Distribution has been left entirely up to the local partners, says Serralta, who chose the recipients on a needs basis. In Kenya, the masks were given to stallholders at a market which had seen two cases; in the DRC, volunteers handed out masks to minibus and taxi drivers.
“This really is a project of international solidarity,” she says.
“The initiative in terms of fundraising came from me, but the initiative to do something about Covid came from all the people on the ground. They didn’t wait for the government to act, they stepped in and stepped up right from the start. The masks were just an add-on to some programmes they already had in place, such as food distribution or help for vulnerable women.”
In India, where the northeast border meets Myanmar, an organisation training women from the marginalised Chandel district in weaving and tailoring has moved to masks instead of the usual export-ready shawls, sarongs and table runners.

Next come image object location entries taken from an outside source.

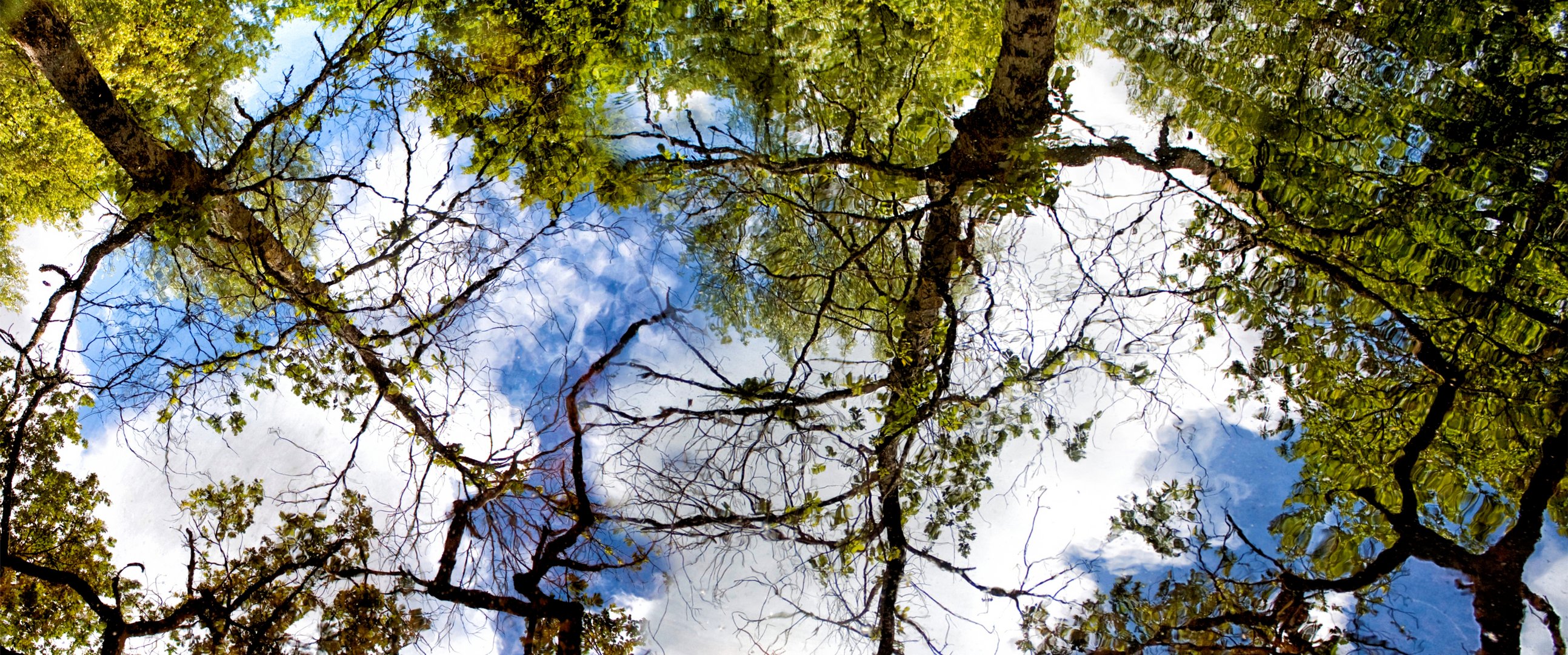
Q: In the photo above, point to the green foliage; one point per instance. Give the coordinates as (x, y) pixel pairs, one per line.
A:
(1398, 228)
(55, 525)
(167, 59)
(1161, 517)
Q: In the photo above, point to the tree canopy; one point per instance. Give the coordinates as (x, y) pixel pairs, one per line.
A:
(888, 296)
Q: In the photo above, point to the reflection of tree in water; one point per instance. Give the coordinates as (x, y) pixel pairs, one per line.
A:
(1382, 206)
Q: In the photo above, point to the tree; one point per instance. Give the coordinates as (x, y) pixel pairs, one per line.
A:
(1387, 219)
(228, 209)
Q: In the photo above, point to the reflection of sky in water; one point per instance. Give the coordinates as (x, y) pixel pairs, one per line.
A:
(1246, 478)
(596, 283)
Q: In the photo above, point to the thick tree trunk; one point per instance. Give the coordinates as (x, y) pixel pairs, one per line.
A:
(1013, 110)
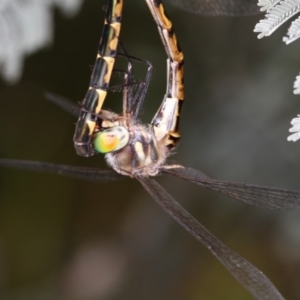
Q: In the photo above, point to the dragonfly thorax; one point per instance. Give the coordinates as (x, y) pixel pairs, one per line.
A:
(140, 152)
(141, 156)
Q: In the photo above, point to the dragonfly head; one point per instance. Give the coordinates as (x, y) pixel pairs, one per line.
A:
(111, 139)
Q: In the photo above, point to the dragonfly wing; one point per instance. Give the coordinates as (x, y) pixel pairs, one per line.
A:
(256, 283)
(261, 196)
(89, 174)
(218, 7)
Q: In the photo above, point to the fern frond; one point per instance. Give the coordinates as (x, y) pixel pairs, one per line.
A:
(295, 129)
(266, 5)
(276, 16)
(293, 32)
(297, 85)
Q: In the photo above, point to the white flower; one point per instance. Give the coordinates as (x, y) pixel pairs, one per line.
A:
(296, 129)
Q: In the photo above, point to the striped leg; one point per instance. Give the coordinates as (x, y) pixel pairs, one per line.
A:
(166, 120)
(100, 78)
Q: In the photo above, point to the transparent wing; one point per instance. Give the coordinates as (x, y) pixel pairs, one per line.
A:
(90, 174)
(261, 196)
(255, 282)
(218, 7)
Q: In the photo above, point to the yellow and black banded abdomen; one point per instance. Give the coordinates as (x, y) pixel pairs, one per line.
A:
(166, 120)
(99, 83)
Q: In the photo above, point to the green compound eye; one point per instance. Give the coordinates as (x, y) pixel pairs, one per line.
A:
(111, 139)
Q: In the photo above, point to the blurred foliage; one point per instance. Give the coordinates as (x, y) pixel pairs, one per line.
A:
(62, 238)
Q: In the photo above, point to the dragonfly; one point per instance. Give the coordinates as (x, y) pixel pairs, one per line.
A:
(141, 152)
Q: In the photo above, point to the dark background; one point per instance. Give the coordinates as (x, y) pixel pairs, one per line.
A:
(62, 238)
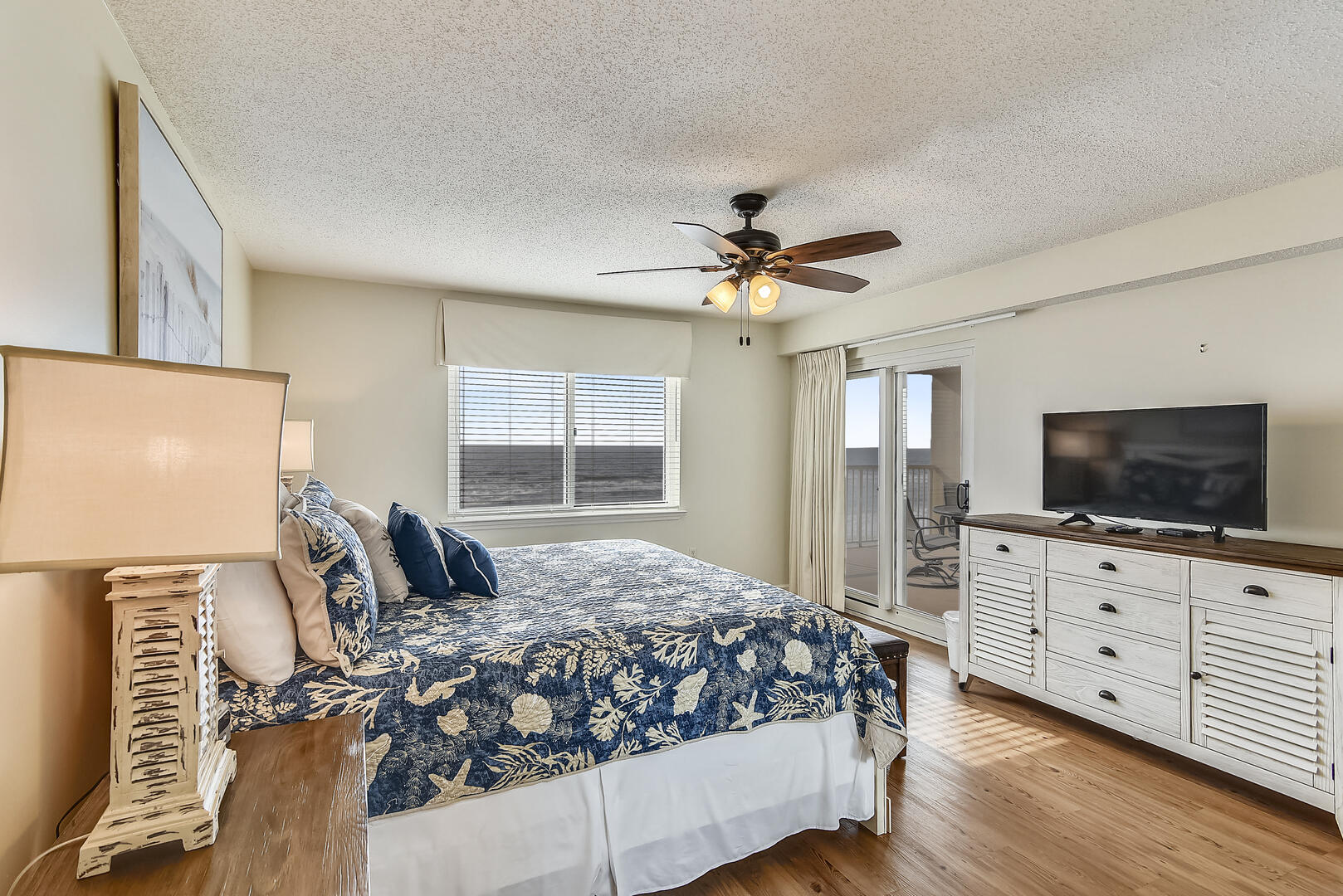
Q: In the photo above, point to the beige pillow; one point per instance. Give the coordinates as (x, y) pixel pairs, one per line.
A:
(330, 585)
(256, 622)
(388, 578)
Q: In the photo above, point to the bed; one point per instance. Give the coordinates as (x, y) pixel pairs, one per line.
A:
(622, 719)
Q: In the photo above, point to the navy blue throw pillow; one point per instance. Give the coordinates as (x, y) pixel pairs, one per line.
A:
(469, 563)
(419, 551)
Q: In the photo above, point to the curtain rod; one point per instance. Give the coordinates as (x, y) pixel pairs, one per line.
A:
(969, 321)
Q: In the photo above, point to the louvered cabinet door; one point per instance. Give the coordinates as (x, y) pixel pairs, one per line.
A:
(1262, 694)
(1005, 621)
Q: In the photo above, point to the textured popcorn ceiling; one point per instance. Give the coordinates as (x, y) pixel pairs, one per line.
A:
(520, 148)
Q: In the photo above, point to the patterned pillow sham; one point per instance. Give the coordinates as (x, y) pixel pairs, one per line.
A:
(388, 577)
(419, 550)
(330, 581)
(469, 564)
(316, 492)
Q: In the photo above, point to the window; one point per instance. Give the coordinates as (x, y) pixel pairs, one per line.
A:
(528, 442)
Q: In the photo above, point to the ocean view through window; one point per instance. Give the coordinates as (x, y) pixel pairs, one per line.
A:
(535, 442)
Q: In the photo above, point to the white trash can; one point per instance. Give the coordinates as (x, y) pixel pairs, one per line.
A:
(952, 620)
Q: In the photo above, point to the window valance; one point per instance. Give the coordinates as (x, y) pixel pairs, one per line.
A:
(528, 338)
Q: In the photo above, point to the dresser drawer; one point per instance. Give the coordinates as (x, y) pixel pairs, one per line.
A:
(1138, 568)
(1021, 550)
(1110, 649)
(1150, 707)
(1158, 617)
(1262, 590)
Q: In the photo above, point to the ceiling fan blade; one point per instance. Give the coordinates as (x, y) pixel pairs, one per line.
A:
(819, 278)
(652, 270)
(711, 238)
(825, 250)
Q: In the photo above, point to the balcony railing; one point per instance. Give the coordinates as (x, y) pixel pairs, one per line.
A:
(862, 505)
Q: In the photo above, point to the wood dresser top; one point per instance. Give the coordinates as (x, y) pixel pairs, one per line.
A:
(295, 821)
(1279, 555)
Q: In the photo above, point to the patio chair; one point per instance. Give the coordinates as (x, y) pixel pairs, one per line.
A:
(936, 546)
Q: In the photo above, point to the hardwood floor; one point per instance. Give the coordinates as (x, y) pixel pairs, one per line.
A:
(1001, 794)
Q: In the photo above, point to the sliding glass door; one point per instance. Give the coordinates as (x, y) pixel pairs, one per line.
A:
(862, 494)
(906, 485)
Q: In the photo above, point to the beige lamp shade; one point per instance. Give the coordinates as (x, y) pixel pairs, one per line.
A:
(295, 448)
(115, 461)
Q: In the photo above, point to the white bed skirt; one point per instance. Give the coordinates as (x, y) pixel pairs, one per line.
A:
(636, 825)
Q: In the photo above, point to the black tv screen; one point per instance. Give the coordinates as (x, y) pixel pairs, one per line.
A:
(1189, 465)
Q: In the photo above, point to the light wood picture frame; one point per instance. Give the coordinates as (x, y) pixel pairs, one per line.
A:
(171, 254)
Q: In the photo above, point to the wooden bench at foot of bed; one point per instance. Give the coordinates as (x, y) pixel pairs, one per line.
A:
(893, 653)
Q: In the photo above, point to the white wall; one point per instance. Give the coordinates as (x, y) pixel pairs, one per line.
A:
(1273, 334)
(362, 358)
(58, 256)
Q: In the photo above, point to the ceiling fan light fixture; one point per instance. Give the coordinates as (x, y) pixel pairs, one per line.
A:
(764, 295)
(724, 296)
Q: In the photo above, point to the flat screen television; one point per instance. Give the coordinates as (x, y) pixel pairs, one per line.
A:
(1188, 465)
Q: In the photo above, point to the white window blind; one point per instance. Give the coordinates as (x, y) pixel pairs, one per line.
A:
(523, 441)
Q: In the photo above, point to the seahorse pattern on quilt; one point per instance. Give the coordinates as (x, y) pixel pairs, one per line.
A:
(593, 652)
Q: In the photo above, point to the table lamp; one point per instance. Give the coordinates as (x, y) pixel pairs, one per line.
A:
(295, 450)
(161, 470)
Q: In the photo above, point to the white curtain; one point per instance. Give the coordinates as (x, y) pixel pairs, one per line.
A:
(815, 535)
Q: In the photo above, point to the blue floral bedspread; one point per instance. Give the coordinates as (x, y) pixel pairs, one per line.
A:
(593, 652)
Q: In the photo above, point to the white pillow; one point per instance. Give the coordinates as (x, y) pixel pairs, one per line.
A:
(388, 578)
(256, 622)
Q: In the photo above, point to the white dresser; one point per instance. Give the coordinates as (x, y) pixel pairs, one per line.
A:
(1223, 653)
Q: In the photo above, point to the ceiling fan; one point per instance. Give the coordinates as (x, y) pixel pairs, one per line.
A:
(759, 265)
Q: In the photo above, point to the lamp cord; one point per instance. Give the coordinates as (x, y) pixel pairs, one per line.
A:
(39, 857)
(78, 801)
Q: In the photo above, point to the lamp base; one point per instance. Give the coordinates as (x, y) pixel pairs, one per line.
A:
(193, 820)
(169, 731)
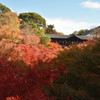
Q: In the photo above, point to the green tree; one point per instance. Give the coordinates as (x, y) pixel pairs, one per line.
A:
(3, 8)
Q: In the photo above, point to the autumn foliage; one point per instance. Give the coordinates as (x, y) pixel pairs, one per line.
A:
(30, 70)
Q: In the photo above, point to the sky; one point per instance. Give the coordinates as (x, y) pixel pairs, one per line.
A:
(66, 15)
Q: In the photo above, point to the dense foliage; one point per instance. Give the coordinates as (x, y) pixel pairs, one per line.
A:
(82, 81)
(32, 68)
(4, 9)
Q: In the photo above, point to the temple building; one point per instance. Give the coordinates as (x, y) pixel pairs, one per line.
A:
(67, 40)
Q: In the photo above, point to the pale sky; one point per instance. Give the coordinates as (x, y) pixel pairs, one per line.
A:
(66, 15)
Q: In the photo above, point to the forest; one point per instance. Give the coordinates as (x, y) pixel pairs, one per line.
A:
(33, 68)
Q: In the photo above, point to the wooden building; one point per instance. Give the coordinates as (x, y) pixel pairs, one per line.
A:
(67, 40)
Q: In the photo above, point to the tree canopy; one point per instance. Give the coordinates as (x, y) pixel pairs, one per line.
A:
(3, 8)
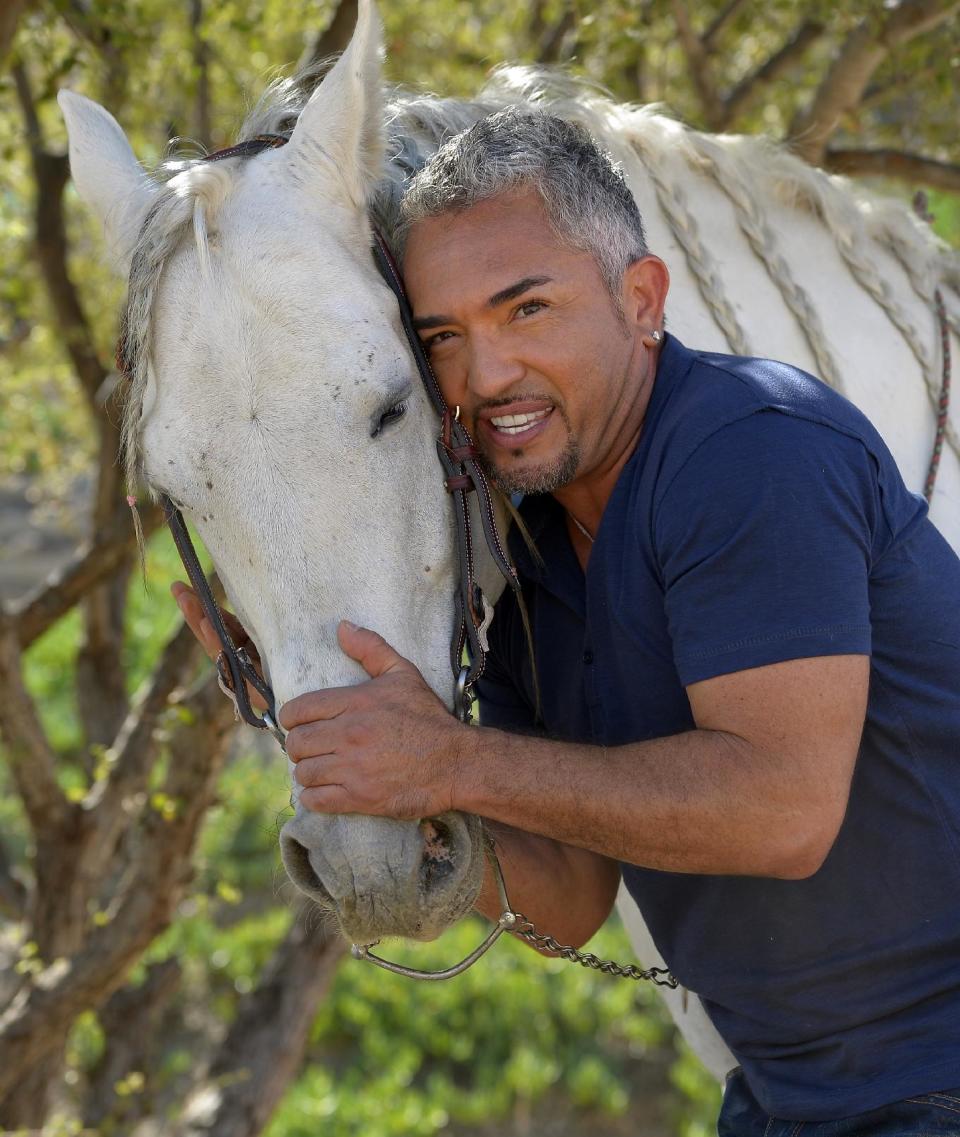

The Weaker Sections Development Council employs about 20 weavers and 15 tailors. Using organic cotton fibres naturally dyed with turmeric at the WSDC centre and then delivered to the weavers’ homes, the threads are woven into masks on looms.
Sold locally for 50 rupees (50p) and more widely for 100 rupees, WSDC’s Angdawnsaang Khaling says the pandemic has not yet reached Chandel, but has affected the nearest city, Imphal, 50km (31 miles) away.
“From an outsider’s perspective, 50km may seem very close, but considering it’s lockdown, we feel safe,” he said. “There are no masks provided by authorities to the public, but people are informed. So far we have made 2,000 masks and the central government [in Delhi] is interested and has asked us to send over samples [for a large tender].
“There aren’t many other [organisations] making organic masks with eco-friendly dyes, so fingers crossed the tender goes through. It would be amazing for the weavers.”